As the book and the marriage wear on, Edith becomes more and more inexplicably heartless, tormenting, and cruel, you feel like you’re reading “The Good Soldier” – something Dreiserian in its ability to induce pathos. One of the biggest unsolved mysteries of the novels – and it’s really one that should have been explained more carefully – is why a mild-mannered milquetoast like Stoner would have married a total bitch like Edith. Divorce wasn’t completely unheard of a century ago; they certainly didn’t run in social circles where they had to keep up appearances. So, what gives? 

The one thing the story has going for it is Williams’ refusal to romanticize Stoner, his occupation in academia, or any other aspect of his life. This certainly isn’t an Ivory Tower university (not that those are always so cozy either) where he gets paid to spend hours idling over dusty books in the Rare Books Room; he has several undergraduate classes, teaches a graduate seminar about the influence of Latin literature in late antiquity, and is responsible for a spate of graduate students’ dissertations. In addition to this, he also researches and writes to be published (how little things change over the decades). Well, two things: that and Stoner’s implacable dedication to the profession of teaching. 

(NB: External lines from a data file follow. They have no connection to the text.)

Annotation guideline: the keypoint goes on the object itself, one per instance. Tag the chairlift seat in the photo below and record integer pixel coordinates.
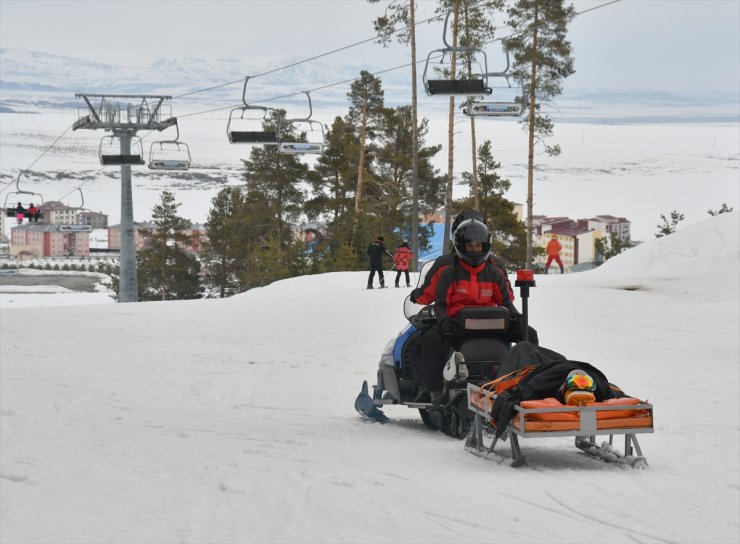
(169, 164)
(253, 137)
(299, 148)
(494, 109)
(106, 160)
(451, 87)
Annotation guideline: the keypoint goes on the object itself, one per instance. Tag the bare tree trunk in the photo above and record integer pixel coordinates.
(451, 138)
(414, 146)
(530, 160)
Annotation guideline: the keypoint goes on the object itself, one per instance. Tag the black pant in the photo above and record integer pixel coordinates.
(398, 277)
(379, 270)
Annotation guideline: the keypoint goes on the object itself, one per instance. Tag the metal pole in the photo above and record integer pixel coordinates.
(128, 290)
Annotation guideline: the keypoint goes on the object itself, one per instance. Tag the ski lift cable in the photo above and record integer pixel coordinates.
(39, 157)
(329, 85)
(296, 93)
(315, 57)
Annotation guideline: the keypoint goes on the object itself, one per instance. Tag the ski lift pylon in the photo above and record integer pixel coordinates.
(474, 86)
(110, 154)
(170, 154)
(235, 128)
(316, 140)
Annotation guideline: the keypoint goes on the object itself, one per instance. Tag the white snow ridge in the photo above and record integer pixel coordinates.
(232, 421)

Williams was once asked in an interview about Stoner’s life, and if he thought it was “sad.” He responded with an affirmative “no,” that Stoner had an absolutely wonderful life. This good life, full of wonder, can only be adjudged to be such against Stoner’s own standards of what it means to be a teacher and how closely he hewed to them. He was a passionate teacher, even though we’re told in the opening lines that “Stoner’s colleagues, who held him in no particular esteem when he was alive, speak of him rarely now; to the other ones, his name is a reminder of the end that awaits them all, and to the younger ones it is a sound which evokes no sense of the past and no identity with which they can associate themselves or their careers.” 

Let’s be brutally honest here: when all is said and done, the will be said for 99.9% of us. That old Greek wish of being remembered generations and generations hence, which came to easily to Odysseus, just will not come to fruition for most of us. Does that make our lives any less full of wonder, or regret, or even the sublime? Stoner’s life, I think, serves as an answer: “no.” For it is in how we pursue what is most meaningful to us that marks the truest measure of ourselves. As someone more eloquent than myself said in her Goodreads review, “it is about how the inner life redeems the outer.” How simply, and how beautifully said.